Lo que ayuda en esas semanas más difíciles, según mi experiencia, es un marco que no reduzca toda la recuperación a lo que ocurre en la semana actual. Los procesos del modelo CHIME son útiles aquí. La conexión no ha desaparecido porque el día de hoy se haya sentido pesado. La esperanza no se ha perdido porque esta mañana haya sido difícil. La identidad no se desarma por una tarde plana. Lo que sucede es que el trabajo más lento de la recuperación personal sigue ocurriendo por debajo del ruido de la fluctuación sintomática.
Si tuviera que ofrecer una descripción de lo que implica la recuperación de la depresión, en lugar de una lista de objetivos, tal vez sería esta. Implica el suficiente alivio de los síntomas como para que la vida cotidiana vuelva a ser posible. Implica el regreso lento de la capacidad para hacer las cosas que importan. Implica reconstruir, o encontrar por primera vez, un sentido de significado, conexión e identidad que la depresión había estrechado. Y implica aprender a sostener los retrocesos sin dejar que deshagan el arco más largo del avance.

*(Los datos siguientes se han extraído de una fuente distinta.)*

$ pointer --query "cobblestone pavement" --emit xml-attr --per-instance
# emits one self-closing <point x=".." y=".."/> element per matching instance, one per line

Parte de este trabajo ocurre en la terapia. Otra parte ocurre en el resto de la vida de una persona, en las relaciones, en las rutinas, en las elecciones que va probando poco a poco sobre dónde poner y dónde no poner su atención. El papel del terapeuta, tal como lo entiendo, es mantener a la vista los dos tipos de recuperación, acompañar el trabajo más lento sin apresurarlo, y ser honesto sobre lo que la evidencia nos dice y no nos dice sobre cómo transcurre este camino.
Si la pregunta es si la recuperación de la depresión es posible, la respuesta en la investigación es sí. Si la pregunta es si se parece a volver a sentirse simplemente como uno era antes, la respuesta es más compleja, y vale la pena quedarse con ella.